Author(s): Tom Prugh
Citizens expect their governments to lead on sustainability. But from largely disappointing international conferences like Rio II to the U.S.'s failure to pass meaningful climate legislation, governments' progress has been lackluster. That's not to say leadership is absent; it just often comes from the bottom up rather than the top down. Action--on climate, species loss, inequity, and other sustainability crises--is being driven by local, people's, women's, and grassroots movements around the world, often in opposition to the agendas pursued by governments and big corporations. These diverse efforts are the subject of the latest volume in the Worldwatch Institute's highly regarded "State of the World" series. The 2014 edition, marking the Institute's 40th anniversary, examines both barriers to responsible political and economic governance as well as gridlock-shattering new ideas. The authors analyze a variety of trends and proposals, including regional and local climate initiatives, the rise of benefit corporations and worker-owned firms, the need for energy democracy, the Internet's impact on sustainability, and the importance of eco-literacy. A consistent thread throughout the book is that informed and engaged citizens are key to better governance. The book is a clear-eyed yet ultimately optimistic assessment of citizens' ability to govern for sustainability. By highlighting both obstacles and opportunities, "State of the World 2014" shows how to effect change within and beyond the halls of government. This volume will be especially useful for policymakers, environmental nonprofits, students of environmental studies, sustainability, or economics--and citizens looking to jumpstart significant change around the world.
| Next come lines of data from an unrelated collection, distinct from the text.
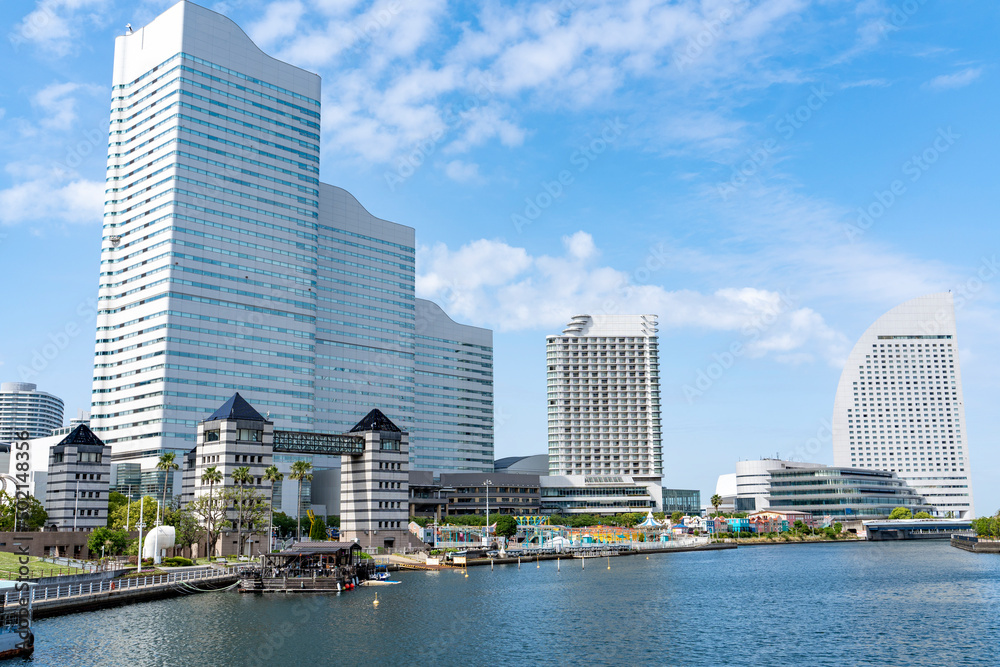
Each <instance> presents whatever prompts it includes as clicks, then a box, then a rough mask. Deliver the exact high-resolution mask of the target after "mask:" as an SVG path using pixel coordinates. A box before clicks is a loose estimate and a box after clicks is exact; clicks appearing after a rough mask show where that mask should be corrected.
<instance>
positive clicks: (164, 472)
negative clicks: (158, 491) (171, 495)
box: [156, 452, 180, 523]
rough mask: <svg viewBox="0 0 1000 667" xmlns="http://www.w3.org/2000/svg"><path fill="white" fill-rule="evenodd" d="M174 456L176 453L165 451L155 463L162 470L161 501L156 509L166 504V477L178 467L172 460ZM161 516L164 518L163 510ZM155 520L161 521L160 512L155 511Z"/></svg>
mask: <svg viewBox="0 0 1000 667" xmlns="http://www.w3.org/2000/svg"><path fill="white" fill-rule="evenodd" d="M175 458H177V454H175V453H174V452H167V453H166V454H164V455H163V456H161V457H160V461H159V462H158V463H157V464H156V469H157V470H162V471H163V503H162V504H161V505H160V508H158V509H161V508H162V507H163V506H164V505H166V504H167V478H168V477H169V476H170V473H171V472H172V471H174V470H177V469H178V468H180V466H179V465H177V463H176V462H175V461H174V459H175ZM163 518H166V513H165V512H164V513H163ZM156 522H157V523H161V521H160V512H157V516H156Z"/></svg>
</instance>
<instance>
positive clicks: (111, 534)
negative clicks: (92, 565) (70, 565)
mask: <svg viewBox="0 0 1000 667" xmlns="http://www.w3.org/2000/svg"><path fill="white" fill-rule="evenodd" d="M128 542H129V539H128V535H126V534H125V531H124V530H112V529H110V528H96V529H94V532H92V533H91V534H90V537H88V538H87V549H88V550H89V551H90V555H91V556H92V557H96V556H97V555H99V554H100V553H101V548H102V547H103V548H104V551H103V553H104V555H105V556H116V555H118V554H121V553H123V552H124V551H125V549H126V548H128Z"/></svg>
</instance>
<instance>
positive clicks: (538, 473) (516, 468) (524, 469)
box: [493, 454, 549, 476]
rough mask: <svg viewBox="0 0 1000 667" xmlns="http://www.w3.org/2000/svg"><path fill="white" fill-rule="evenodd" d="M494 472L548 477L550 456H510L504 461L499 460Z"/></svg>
mask: <svg viewBox="0 0 1000 667" xmlns="http://www.w3.org/2000/svg"><path fill="white" fill-rule="evenodd" d="M493 471H494V472H504V473H510V474H512V475H539V476H541V475H548V474H549V455H548V454H534V455H532V456H508V457H506V458H503V459H497V460H496V461H495V462H494V463H493Z"/></svg>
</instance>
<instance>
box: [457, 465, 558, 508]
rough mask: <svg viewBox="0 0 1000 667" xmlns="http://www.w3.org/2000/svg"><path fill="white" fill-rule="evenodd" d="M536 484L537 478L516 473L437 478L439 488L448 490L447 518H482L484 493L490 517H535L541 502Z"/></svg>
mask: <svg viewBox="0 0 1000 667" xmlns="http://www.w3.org/2000/svg"><path fill="white" fill-rule="evenodd" d="M538 480H539V477H538V475H531V474H517V473H515V474H510V473H492V474H484V473H452V474H442V475H441V485H442V486H443V487H444V488H447V489H449V490H448V492H447V497H448V505H447V513H448V514H449V515H458V514H484V515H485V514H486V504H487V503H486V501H487V493H488V494H489V496H488V497H489V511H490V514H512V515H514V516H527V515H533V514H538V512H539V508H540V499H541V496H540V495H539V482H538ZM487 482H490V483H489V484H487Z"/></svg>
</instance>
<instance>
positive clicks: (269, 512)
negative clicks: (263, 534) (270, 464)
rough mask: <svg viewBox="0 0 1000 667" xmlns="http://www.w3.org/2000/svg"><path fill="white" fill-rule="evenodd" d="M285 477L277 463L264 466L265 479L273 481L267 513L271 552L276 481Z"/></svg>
mask: <svg viewBox="0 0 1000 667" xmlns="http://www.w3.org/2000/svg"><path fill="white" fill-rule="evenodd" d="M284 478H285V475H284V474H283V473H281V472H279V471H278V467H277V466H275V465H269V466H268V467H266V468H264V479H266V480H267V481H268V482H270V483H271V507H270V509H269V510H268V513H267V552H268V553H271V549H272V547H273V546H274V545H273V544H272V543H271V533H272V532H274V483H275V482H280V481H281V480H283V479H284Z"/></svg>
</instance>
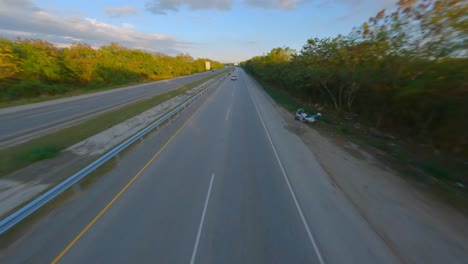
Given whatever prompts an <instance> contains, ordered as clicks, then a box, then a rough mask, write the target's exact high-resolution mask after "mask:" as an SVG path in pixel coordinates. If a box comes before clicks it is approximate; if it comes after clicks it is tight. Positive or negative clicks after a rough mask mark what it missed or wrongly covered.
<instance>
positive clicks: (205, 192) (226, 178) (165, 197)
mask: <svg viewBox="0 0 468 264" xmlns="http://www.w3.org/2000/svg"><path fill="white" fill-rule="evenodd" d="M234 74H236V75H237V76H238V79H237V81H231V80H230V79H226V80H225V81H224V82H223V83H222V84H221V86H220V87H219V88H217V90H215V91H213V93H212V94H210V95H209V97H208V98H207V99H206V101H205V102H204V103H203V104H202V105H200V106H199V107H198V110H196V111H195V110H193V111H187V112H186V114H187V115H191V116H190V118H189V117H187V118H186V121H185V120H184V121H180V123H182V122H185V123H184V124H181V125H180V128H178V130H177V131H175V129H173V131H171V132H170V135H172V136H168V137H167V138H168V140H167V143H166V144H161V145H162V148H160V147H159V146H158V144H157V143H155V142H157V140H158V139H160V138H161V137H164V132H163V131H160V132H158V134H156V136H154V137H152V138H149V139H145V141H144V143H142V144H140V145H139V146H138V147H136V148H134V149H133V150H131V151H130V152H129V153H127V154H126V155H125V156H124V157H122V158H121V161H120V164H119V166H118V167H116V168H115V169H114V170H112V171H111V172H109V173H108V174H107V175H105V176H104V177H102V178H100V180H99V181H97V182H96V183H95V184H94V185H93V186H92V187H90V188H89V189H87V190H85V191H83V192H82V193H81V194H80V195H78V196H77V197H74V198H73V199H71V200H69V201H67V202H66V203H64V204H63V205H62V206H60V207H59V208H57V209H55V210H53V212H51V213H50V214H49V215H47V217H44V218H43V219H41V221H39V222H38V223H37V224H35V225H34V227H33V228H32V229H31V230H30V231H29V232H26V234H25V235H24V236H23V237H22V238H21V239H18V240H17V241H16V242H14V243H12V244H10V246H9V247H7V248H5V247H4V248H3V249H2V252H1V255H0V262H1V263H50V262H52V261H54V262H55V261H56V262H57V263H175V264H177V263H207V264H209V263H319V264H321V263H360V264H361V263H399V262H400V259H399V258H398V257H397V256H396V255H395V254H394V253H393V252H392V250H391V248H389V247H388V246H387V245H386V244H385V242H384V241H383V239H382V238H380V237H379V236H378V235H377V234H376V233H375V232H374V231H373V230H372V229H371V228H370V227H369V225H368V224H367V222H366V221H365V219H363V218H362V217H361V216H360V215H359V214H358V213H357V212H356V210H355V209H354V208H353V206H352V205H351V204H350V202H348V201H347V200H346V198H345V197H344V196H343V195H342V194H341V192H340V191H339V190H338V189H336V187H334V185H333V184H332V182H331V181H330V179H329V178H328V177H327V175H326V173H325V172H324V171H323V169H322V168H321V166H320V165H319V164H318V162H317V161H316V159H315V157H314V155H313V154H312V153H311V152H310V151H309V150H308V148H307V147H306V146H305V145H304V144H303V143H302V141H301V140H300V139H299V138H298V137H297V136H296V135H295V134H293V133H291V132H290V131H288V129H287V127H286V126H285V123H284V121H283V120H282V118H281V116H280V114H279V112H278V111H277V109H276V108H275V106H274V105H273V104H272V103H271V101H270V99H269V98H268V97H267V96H266V95H265V94H264V92H263V91H261V90H260V89H259V88H258V86H257V84H256V83H255V82H254V81H253V80H252V79H251V78H250V77H249V76H248V75H246V74H245V73H244V72H243V71H242V70H241V69H236V71H235V73H234ZM182 119H183V116H182V117H181V120H182ZM176 125H177V124H176V123H174V124H171V125H170V126H176ZM4 245H5V244H4Z"/></svg>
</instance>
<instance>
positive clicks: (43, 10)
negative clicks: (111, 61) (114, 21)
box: [0, 0, 192, 55]
mask: <svg viewBox="0 0 468 264" xmlns="http://www.w3.org/2000/svg"><path fill="white" fill-rule="evenodd" d="M0 34H2V35H4V36H6V37H17V36H21V37H27V38H40V39H43V40H46V41H49V42H51V43H61V44H62V45H66V44H67V43H73V42H77V41H79V42H83V43H86V44H89V45H91V46H101V45H106V44H109V43H110V42H118V43H119V44H121V45H123V46H126V47H130V48H135V47H146V48H147V49H148V50H155V51H159V52H162V53H166V54H168V55H175V54H178V53H181V52H183V51H185V50H186V49H187V48H188V47H191V46H192V44H191V43H188V42H184V41H179V40H177V39H174V38H172V37H169V36H166V35H161V34H147V33H142V32H138V31H135V30H134V28H133V26H132V25H130V24H123V25H122V26H115V25H111V24H107V23H104V22H101V21H98V20H96V19H91V18H79V17H68V18H64V17H59V16H56V15H53V14H50V13H48V12H46V11H44V10H43V9H41V8H38V7H37V6H35V5H34V3H33V2H32V1H30V0H0Z"/></svg>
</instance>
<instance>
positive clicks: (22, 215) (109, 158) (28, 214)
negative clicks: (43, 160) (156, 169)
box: [0, 78, 221, 235]
mask: <svg viewBox="0 0 468 264" xmlns="http://www.w3.org/2000/svg"><path fill="white" fill-rule="evenodd" d="M220 79H221V78H220ZM220 79H218V80H215V81H214V82H212V83H210V84H209V85H208V86H207V87H206V88H203V90H201V91H200V92H198V93H197V94H196V95H194V96H192V97H191V98H190V99H189V100H187V101H185V102H184V103H183V104H181V105H179V106H178V107H177V108H175V109H174V110H172V111H171V112H169V113H168V114H166V115H165V116H163V117H161V118H160V119H158V120H157V121H156V122H154V123H153V124H151V125H149V126H147V127H146V128H144V129H143V130H141V131H140V132H138V133H136V134H135V135H133V136H132V137H131V138H129V139H127V140H126V141H125V142H123V143H121V144H120V145H118V146H117V147H115V148H113V149H112V150H110V151H109V152H107V153H106V154H104V155H103V156H101V157H100V158H98V159H97V160H95V161H94V162H92V163H91V164H89V165H88V166H86V167H84V168H83V169H81V170H80V171H78V172H77V173H75V174H73V175H72V176H70V177H68V178H67V179H65V180H64V181H62V182H61V183H59V184H57V185H56V186H55V187H53V188H52V189H50V190H48V191H47V192H45V193H44V194H42V195H40V196H39V197H37V198H36V199H34V200H33V201H31V202H29V203H28V204H26V205H25V206H23V207H22V208H20V209H18V210H17V211H15V212H14V213H12V214H11V215H9V216H7V217H5V218H4V219H3V220H2V221H0V235H1V234H3V233H5V232H6V231H7V230H8V229H10V228H12V227H13V226H15V225H16V224H18V223H19V222H21V221H22V220H23V219H25V218H26V217H28V216H29V215H31V214H32V213H34V212H35V211H37V210H38V209H39V208H41V207H42V206H44V205H45V204H47V203H48V202H50V201H51V200H53V199H54V198H56V197H57V196H59V195H60V194H62V193H63V192H64V191H66V190H67V189H68V188H70V187H71V186H73V185H74V184H75V183H77V182H79V181H80V180H82V179H83V178H84V177H86V176H87V175H88V174H90V173H91V172H93V171H94V170H96V169H97V168H99V167H100V166H101V165H103V164H104V163H106V162H107V161H109V160H110V159H112V158H113V157H115V156H117V155H118V154H119V153H120V152H121V151H123V150H124V149H125V148H127V147H128V146H130V145H132V144H133V143H135V142H136V141H137V140H139V139H140V138H142V137H143V136H145V135H146V134H148V133H149V132H150V131H151V130H153V129H154V128H157V127H159V125H161V124H162V123H164V122H165V121H167V120H169V119H170V118H171V117H172V116H174V115H175V114H177V113H179V111H180V110H182V109H185V107H187V106H188V105H189V104H190V103H192V102H193V101H194V100H196V99H197V98H199V97H201V96H202V95H203V94H205V93H206V92H207V91H208V89H209V88H210V87H211V86H213V85H214V84H216V83H217V82H218V81H219V80H220Z"/></svg>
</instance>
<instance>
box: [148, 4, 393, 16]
mask: <svg viewBox="0 0 468 264" xmlns="http://www.w3.org/2000/svg"><path fill="white" fill-rule="evenodd" d="M234 2H239V3H241V4H243V5H244V6H247V7H250V8H263V9H280V10H292V9H295V8H299V7H300V6H301V5H302V4H306V3H311V4H313V5H315V6H316V7H318V8H323V7H333V6H346V7H365V6H368V5H380V6H389V4H392V5H394V3H396V2H397V0H150V1H147V2H146V3H145V8H146V10H147V11H150V12H152V13H154V14H157V15H166V14H167V13H168V12H169V11H172V12H177V11H179V9H181V8H187V9H189V10H199V9H205V10H220V11H226V10H230V9H231V8H232V6H233V4H234Z"/></svg>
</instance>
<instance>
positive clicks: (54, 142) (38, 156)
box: [0, 73, 225, 177]
mask: <svg viewBox="0 0 468 264" xmlns="http://www.w3.org/2000/svg"><path fill="white" fill-rule="evenodd" d="M223 74H225V73H220V74H217V75H213V76H209V77H206V78H203V79H201V80H199V81H196V82H193V83H190V84H187V85H184V86H181V87H179V88H177V89H175V90H172V91H169V92H166V93H163V94H160V95H156V96H154V97H152V98H149V99H146V100H143V101H138V102H135V103H132V104H129V105H126V106H124V107H121V108H119V109H116V110H113V111H110V112H107V113H104V114H101V115H98V116H96V117H93V118H91V119H88V120H86V121H84V122H81V123H79V124H76V125H74V126H71V127H67V128H64V129H61V130H59V131H57V132H54V133H51V134H47V135H44V136H41V137H38V138H35V139H32V140H30V141H28V142H25V143H23V144H20V145H16V146H12V147H9V148H4V149H0V177H1V176H5V175H7V174H9V173H11V172H13V171H16V170H18V169H21V168H24V167H26V166H28V165H29V164H32V163H34V162H36V161H39V160H43V159H47V158H52V157H55V156H57V155H58V154H59V153H60V151H61V150H64V149H66V148H67V147H69V146H72V145H73V144H75V143H78V142H80V141H82V140H84V139H86V138H88V137H90V136H93V135H95V134H97V133H99V132H101V131H103V130H106V129H108V128H110V127H112V126H114V125H116V124H118V123H121V122H123V121H125V120H127V119H129V118H131V117H134V116H136V115H138V114H140V113H142V112H144V111H146V110H148V109H150V108H152V107H154V106H156V105H159V104H161V103H162V102H165V101H167V100H169V99H171V98H173V97H175V96H177V95H180V94H182V93H185V92H186V91H188V90H190V89H192V88H194V87H196V86H198V85H200V84H202V83H204V82H206V81H208V80H209V79H212V78H215V77H218V76H220V75H223Z"/></svg>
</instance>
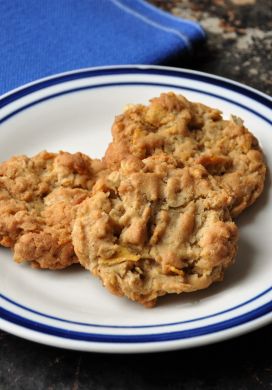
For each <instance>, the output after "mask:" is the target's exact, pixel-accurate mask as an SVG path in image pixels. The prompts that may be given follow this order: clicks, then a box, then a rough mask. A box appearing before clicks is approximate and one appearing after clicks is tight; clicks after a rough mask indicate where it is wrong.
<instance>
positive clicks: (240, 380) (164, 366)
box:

"This book is a manifesto of practical hope published in the shadow of accelerating environmental catastrophe. It tells us that we do not have to sit on our hands and close our eyes as we wait for the deluge. Instead, we can govern and lead with some courage in the interests of all humanity."--Senator Jamie Raskin "n University "
Founded in 1974 by farmer and economist Lester Brown, Worldwatch was the first independent research institute devoted to the analysis of global environmental concerns. Worldwatch quickly became recognized by opinion leaders around the world for its accessible, fact-based analysis of critical global issues. Now under the leadership of population expert and author Robert Engelman, Worldwatch develops innovative solutions to intractable problems, emphasizing a blend of government leadership, private sector enterprise, and citizen action that can make a sustainable future a reality.